John betritt nicht das Haus, er bleibt an den Türrahmen gelehnt stehen, blickt mich erwartungsvoll an.
"Lass uns auf die Terrasse gehen", sage ich leise und wende mich zum Gehen. John wird mir folgen, wie eigentlich immer, seit ich ihm wieder begegnet bin.
"Wo warst du?", frage ich unvermittelt, als ich, statt auf der Terrasse zu bleiben, im hinteren Teil des Gartens stehe.
"Hatte Termine."
"Wer hat mir geschrieben und wer ist die Frau auf den Fotos?" Seine Antwort wird bedeutsam sein.
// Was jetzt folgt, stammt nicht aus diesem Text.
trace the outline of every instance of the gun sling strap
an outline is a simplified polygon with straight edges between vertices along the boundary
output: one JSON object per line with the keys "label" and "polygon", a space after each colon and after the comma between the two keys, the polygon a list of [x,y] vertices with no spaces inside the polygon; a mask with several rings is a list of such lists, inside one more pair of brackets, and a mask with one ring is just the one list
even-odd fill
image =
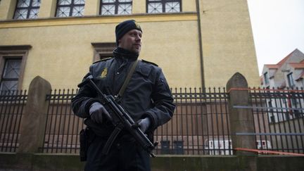
{"label": "gun sling strap", "polygon": [[[127,74],[127,75],[125,80],[125,82],[124,82],[122,87],[120,88],[120,90],[118,93],[118,95],[116,98],[116,99],[118,99],[118,101],[120,101],[121,99],[121,98],[122,97],[123,93],[125,92],[125,90],[127,88],[129,80],[131,80],[131,77],[134,73],[134,71],[135,70],[135,68],[137,65],[138,61],[139,61],[137,60],[133,63],[132,68],[129,70],[129,72],[128,72],[128,74]],[[115,127],[115,128],[114,129],[114,131],[110,135],[110,137],[108,138],[108,139],[106,142],[106,144],[102,149],[101,153],[103,154],[107,155],[108,153],[110,148],[110,146],[112,146],[112,144],[114,142],[114,140],[116,139],[117,136],[120,132],[120,131],[123,129],[123,127],[124,127],[124,125],[121,123]]]}
{"label": "gun sling strap", "polygon": [[129,71],[129,73],[127,75],[127,77],[125,78],[125,82],[124,82],[122,87],[120,89],[120,91],[118,92],[118,98],[122,98],[122,95],[123,95],[123,94],[125,92],[125,90],[127,88],[127,84],[129,84],[129,82],[131,80],[131,77],[132,77],[132,75],[133,75],[133,73],[134,73],[134,72],[135,70],[135,68],[136,68],[136,67],[137,65],[138,61],[139,61],[137,60],[137,61],[135,61],[133,63],[132,66],[130,70]]}

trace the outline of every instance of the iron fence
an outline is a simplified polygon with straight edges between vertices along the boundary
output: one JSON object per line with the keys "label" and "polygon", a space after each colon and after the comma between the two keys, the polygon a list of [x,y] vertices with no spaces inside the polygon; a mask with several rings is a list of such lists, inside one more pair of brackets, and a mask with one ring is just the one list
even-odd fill
{"label": "iron fence", "polygon": [[[304,91],[248,89],[258,149],[303,153]],[[73,115],[70,99],[77,90],[54,90],[49,103],[42,153],[79,153],[82,119]],[[229,95],[224,88],[174,89],[177,105],[172,120],[159,127],[154,140],[157,154],[232,155]],[[0,94],[0,151],[15,152],[27,91]],[[239,136],[244,133],[236,133]]]}
{"label": "iron fence", "polygon": [[0,92],[0,151],[15,152],[27,91]]}
{"label": "iron fence", "polygon": [[[42,152],[79,152],[78,132],[84,127],[83,120],[72,114],[70,106],[76,92],[55,90],[47,96],[50,105]],[[155,131],[154,140],[159,142],[156,153],[232,154],[229,146],[223,151],[217,148],[218,144],[210,144],[229,137],[224,89],[175,89],[172,95],[177,108],[172,120]]]}

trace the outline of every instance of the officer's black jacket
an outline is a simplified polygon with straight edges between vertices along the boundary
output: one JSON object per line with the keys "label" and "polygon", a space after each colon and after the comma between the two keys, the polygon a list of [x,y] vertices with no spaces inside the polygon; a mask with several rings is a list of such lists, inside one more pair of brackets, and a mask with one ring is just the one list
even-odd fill
{"label": "officer's black jacket", "polygon": [[[93,63],[89,73],[99,88],[106,94],[117,95],[138,55],[123,49],[113,51],[114,58]],[[97,125],[89,119],[90,106],[98,101],[97,93],[87,84],[72,99],[74,113],[87,118],[84,123],[99,136],[108,136],[113,126],[107,122]],[[175,105],[162,70],[156,64],[139,61],[122,97],[122,106],[134,121],[145,117],[151,120],[149,132],[170,120]]]}

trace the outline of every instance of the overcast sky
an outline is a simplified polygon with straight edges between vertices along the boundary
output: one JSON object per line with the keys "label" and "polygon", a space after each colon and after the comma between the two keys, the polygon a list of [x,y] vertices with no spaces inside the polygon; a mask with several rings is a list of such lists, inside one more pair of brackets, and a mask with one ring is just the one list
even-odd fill
{"label": "overcast sky", "polygon": [[304,53],[304,0],[247,0],[259,73],[298,49]]}

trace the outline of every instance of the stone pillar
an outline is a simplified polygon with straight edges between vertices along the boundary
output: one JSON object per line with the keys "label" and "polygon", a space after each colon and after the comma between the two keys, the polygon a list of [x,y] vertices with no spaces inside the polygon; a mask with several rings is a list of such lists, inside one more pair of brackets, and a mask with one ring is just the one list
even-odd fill
{"label": "stone pillar", "polygon": [[[249,93],[246,78],[236,72],[228,81],[227,90],[229,91],[229,117],[232,147],[255,149],[255,140],[253,135],[238,135],[238,133],[254,133],[253,115],[249,103]],[[237,108],[236,106],[240,106]],[[245,107],[245,108],[242,108]],[[245,167],[246,170],[256,170],[256,154],[242,151],[236,151],[235,154],[243,160],[245,156],[250,158]]]}
{"label": "stone pillar", "polygon": [[51,84],[39,76],[34,78],[30,83],[21,120],[18,153],[37,153],[39,148],[42,147],[49,107],[46,96],[51,92]]}

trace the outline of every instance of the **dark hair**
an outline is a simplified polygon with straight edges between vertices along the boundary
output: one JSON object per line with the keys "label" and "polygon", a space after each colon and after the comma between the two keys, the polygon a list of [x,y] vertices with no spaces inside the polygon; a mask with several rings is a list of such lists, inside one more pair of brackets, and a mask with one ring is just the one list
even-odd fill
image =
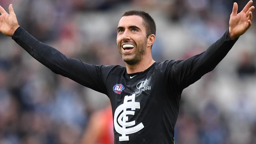
{"label": "dark hair", "polygon": [[142,18],[146,28],[147,37],[152,34],[156,35],[156,28],[155,21],[151,16],[145,12],[132,10],[125,12],[121,17],[134,15],[137,15]]}

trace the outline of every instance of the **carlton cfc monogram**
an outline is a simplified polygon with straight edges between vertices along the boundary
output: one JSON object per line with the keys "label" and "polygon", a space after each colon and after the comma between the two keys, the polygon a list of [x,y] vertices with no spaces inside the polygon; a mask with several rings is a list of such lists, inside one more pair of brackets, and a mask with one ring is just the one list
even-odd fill
{"label": "carlton cfc monogram", "polygon": [[[132,111],[127,111],[127,109],[131,109]],[[129,140],[129,136],[126,135],[136,133],[144,127],[142,123],[141,122],[134,127],[126,128],[136,124],[135,120],[127,122],[127,115],[134,115],[135,112],[133,111],[135,111],[136,109],[140,109],[140,105],[139,102],[135,102],[135,94],[133,94],[130,96],[125,96],[124,103],[119,105],[115,110],[114,116],[114,126],[116,131],[122,135],[121,136],[119,137],[119,141]],[[121,113],[121,112],[122,113]]]}

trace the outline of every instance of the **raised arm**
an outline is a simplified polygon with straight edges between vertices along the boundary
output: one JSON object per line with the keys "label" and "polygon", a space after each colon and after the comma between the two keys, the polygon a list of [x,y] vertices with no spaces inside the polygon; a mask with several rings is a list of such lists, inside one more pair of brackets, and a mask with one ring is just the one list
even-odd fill
{"label": "raised arm", "polygon": [[89,65],[66,57],[56,49],[39,41],[19,26],[12,5],[8,14],[0,6],[0,31],[11,36],[33,57],[53,72],[69,78],[86,87],[107,94],[103,75],[111,66]]}
{"label": "raised arm", "polygon": [[238,37],[245,33],[252,24],[250,0],[239,13],[237,4],[234,3],[229,21],[230,26],[223,36],[202,53],[185,60],[178,61],[172,65],[170,79],[181,88],[180,90],[194,83],[206,73],[213,70],[224,58]]}

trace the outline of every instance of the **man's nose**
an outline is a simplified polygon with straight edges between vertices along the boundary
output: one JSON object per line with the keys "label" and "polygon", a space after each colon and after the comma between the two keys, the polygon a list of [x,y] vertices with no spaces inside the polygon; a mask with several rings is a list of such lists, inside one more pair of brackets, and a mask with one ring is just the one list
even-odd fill
{"label": "man's nose", "polygon": [[122,34],[122,39],[123,41],[126,40],[130,40],[131,37],[130,37],[130,33],[128,30],[126,30]]}

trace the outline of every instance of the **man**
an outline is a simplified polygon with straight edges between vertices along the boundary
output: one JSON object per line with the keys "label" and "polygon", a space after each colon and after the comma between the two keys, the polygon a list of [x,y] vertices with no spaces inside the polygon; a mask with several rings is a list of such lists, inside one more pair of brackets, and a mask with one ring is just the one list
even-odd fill
{"label": "man", "polygon": [[125,13],[118,24],[117,43],[126,67],[91,65],[66,57],[20,27],[11,4],[9,15],[0,7],[0,31],[53,72],[107,95],[115,144],[173,144],[183,90],[212,70],[249,28],[252,3],[250,0],[238,14],[234,3],[228,30],[205,52],[162,63],[151,56],[154,20],[143,11]]}

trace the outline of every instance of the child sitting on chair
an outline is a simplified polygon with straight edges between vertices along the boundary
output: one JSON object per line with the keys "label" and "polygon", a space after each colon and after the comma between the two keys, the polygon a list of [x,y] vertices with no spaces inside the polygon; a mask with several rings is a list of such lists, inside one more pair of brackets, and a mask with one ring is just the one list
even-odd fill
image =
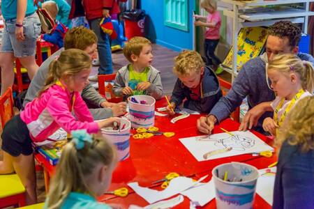
{"label": "child sitting on chair", "polygon": [[151,43],[145,38],[134,37],[124,47],[130,64],[117,72],[113,93],[117,96],[146,94],[158,100],[163,95],[160,73],[151,65]]}
{"label": "child sitting on chair", "polygon": [[184,50],[174,59],[173,72],[178,77],[172,91],[170,114],[181,104],[184,107],[200,112],[209,113],[222,96],[219,82],[215,73],[207,66],[200,54]]}
{"label": "child sitting on chair", "polygon": [[112,145],[84,130],[73,131],[50,183],[45,208],[112,208],[97,202],[111,183],[117,162]]}
{"label": "child sitting on chair", "polygon": [[[54,1],[47,1],[42,4],[42,8],[45,9],[50,17],[55,21],[58,14],[58,6]],[[63,47],[63,38],[68,29],[61,22],[56,24],[50,33],[43,34],[42,38],[45,41],[58,46],[59,48]]]}

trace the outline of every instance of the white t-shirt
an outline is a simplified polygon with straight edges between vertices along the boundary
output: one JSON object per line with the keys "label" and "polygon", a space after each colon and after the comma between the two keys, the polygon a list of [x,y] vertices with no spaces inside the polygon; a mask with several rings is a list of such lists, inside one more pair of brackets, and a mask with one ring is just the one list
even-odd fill
{"label": "white t-shirt", "polygon": [[[301,97],[299,98],[299,100],[295,101],[294,104],[292,105],[292,107],[291,107],[291,109],[293,108],[293,107],[294,107],[295,104],[297,104],[301,99],[302,99],[305,97],[308,97],[308,96],[313,96],[313,94],[311,94],[311,93],[309,93],[307,91],[304,91],[304,93],[301,95]],[[281,99],[282,99],[282,98],[276,97],[275,100],[271,103],[271,107],[273,108],[274,111],[275,111],[276,108],[281,102]],[[285,110],[287,109],[287,107],[289,105],[289,104],[290,102],[291,102],[291,100],[285,100],[285,102],[283,102],[283,107],[281,107],[281,108],[278,111],[277,115],[278,115],[278,118],[281,118],[282,114],[285,112]],[[291,111],[291,109],[290,109],[290,111]]]}

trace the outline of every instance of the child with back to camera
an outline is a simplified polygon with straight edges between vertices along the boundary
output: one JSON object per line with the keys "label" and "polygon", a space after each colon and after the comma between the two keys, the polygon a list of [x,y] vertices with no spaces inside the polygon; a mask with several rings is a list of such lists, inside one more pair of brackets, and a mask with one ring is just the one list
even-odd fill
{"label": "child with back to camera", "polygon": [[146,94],[156,100],[163,95],[160,72],[151,66],[151,42],[143,37],[133,37],[124,47],[130,64],[117,72],[112,88],[117,96]]}
{"label": "child with back to camera", "polygon": [[27,103],[3,128],[0,174],[17,173],[25,187],[27,204],[36,202],[32,141],[43,141],[60,127],[68,133],[80,129],[96,133],[101,127],[119,123],[118,118],[94,122],[80,95],[89,83],[91,69],[91,58],[86,52],[74,49],[62,52],[51,63],[38,98]]}
{"label": "child with back to camera", "polygon": [[117,156],[112,145],[85,130],[72,132],[50,183],[45,208],[111,208],[98,203],[111,183]]}
{"label": "child with back to camera", "polygon": [[[267,75],[276,97],[267,111],[274,111],[274,118],[266,118],[263,128],[272,135],[280,127],[294,105],[301,98],[312,95],[314,89],[314,68],[312,63],[301,61],[294,54],[277,55],[269,61]],[[266,102],[267,103],[267,102]]]}

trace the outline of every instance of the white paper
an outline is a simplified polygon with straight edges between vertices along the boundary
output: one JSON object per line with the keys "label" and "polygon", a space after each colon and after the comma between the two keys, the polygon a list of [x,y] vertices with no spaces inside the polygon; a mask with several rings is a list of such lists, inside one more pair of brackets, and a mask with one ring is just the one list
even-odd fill
{"label": "white paper", "polygon": [[147,202],[151,204],[160,200],[172,196],[194,186],[198,183],[198,182],[200,182],[206,178],[207,176],[200,178],[200,180],[197,182],[194,182],[192,178],[184,176],[175,178],[170,181],[167,188],[162,191],[140,187],[137,182],[128,183],[128,185],[131,187],[138,195],[144,198]]}
{"label": "white paper", "polygon": [[257,178],[256,192],[269,205],[273,205],[274,186],[275,185],[275,173],[269,173],[268,171],[276,173],[276,167],[267,168],[258,170],[260,177]]}
{"label": "white paper", "polygon": [[[179,139],[180,141],[197,160],[204,161],[225,157],[239,155],[252,153],[274,150],[274,148],[249,131],[231,132],[234,136],[227,133],[211,134],[209,137],[193,137]],[[204,159],[204,154],[211,151],[232,148],[227,152],[213,155]]]}
{"label": "white paper", "polygon": [[188,197],[194,206],[204,206],[216,196],[214,180],[207,183],[199,183],[180,194]]}

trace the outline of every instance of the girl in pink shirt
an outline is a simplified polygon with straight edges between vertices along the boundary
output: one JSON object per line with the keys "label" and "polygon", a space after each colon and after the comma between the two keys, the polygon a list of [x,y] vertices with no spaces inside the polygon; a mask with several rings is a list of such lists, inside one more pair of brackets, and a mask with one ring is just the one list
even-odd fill
{"label": "girl in pink shirt", "polygon": [[112,126],[114,122],[119,123],[118,118],[94,122],[80,94],[89,83],[91,69],[91,59],[86,52],[75,49],[62,52],[51,63],[45,86],[38,97],[3,128],[3,161],[0,162],[0,174],[16,172],[25,187],[27,205],[36,203],[33,141],[44,141],[60,127],[68,133],[86,130],[91,134],[103,127]]}
{"label": "girl in pink shirt", "polygon": [[201,6],[207,13],[207,17],[195,15],[197,19],[206,20],[195,21],[194,24],[197,26],[206,27],[204,54],[206,57],[207,65],[214,65],[215,68],[221,63],[220,60],[215,55],[215,49],[219,42],[219,30],[221,26],[221,17],[217,11],[217,2],[216,0],[203,0]]}

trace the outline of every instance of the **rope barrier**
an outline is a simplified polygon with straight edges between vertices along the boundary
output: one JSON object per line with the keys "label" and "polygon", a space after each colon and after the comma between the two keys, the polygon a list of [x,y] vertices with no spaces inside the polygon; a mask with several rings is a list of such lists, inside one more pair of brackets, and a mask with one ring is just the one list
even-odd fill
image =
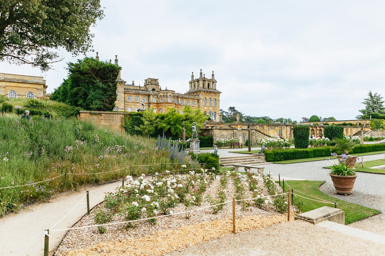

Für mich, für uns.
"Die Frau auf den Fotos hat dir geschrieben."
"Kannst du vielleicht mehr dazu sagen? Oder muss ich alles heraus quetschen?", frage ich und verberge meine Ungeduld nicht mehr. Ich setze mich auf einen Liegestuhl, den Max für mich vor einigen Wochen hier unter die Trauerweide gestellt hat. Ich liebe diesen Baum, er erinnert mich an einen Film, wenngleich der Film sehr traurig war.
"Ich", setzt John zu einer Antwort an, stockt kurz, lässt sich dann vor mir auf die Wiese nieder. Sein Blick wirkt plötzlich verzweifelt. Mir wird heiß, ich kann kaum atmen, kann ich mir doch denken, welche Richtung unsere noch so frische Beziehung einschlagen wird. "Ich ..."
"Verdammt, John, nun sprich endlich", flehe ich.
"Baby, ich glaube, ich habe Scheiße gebaut."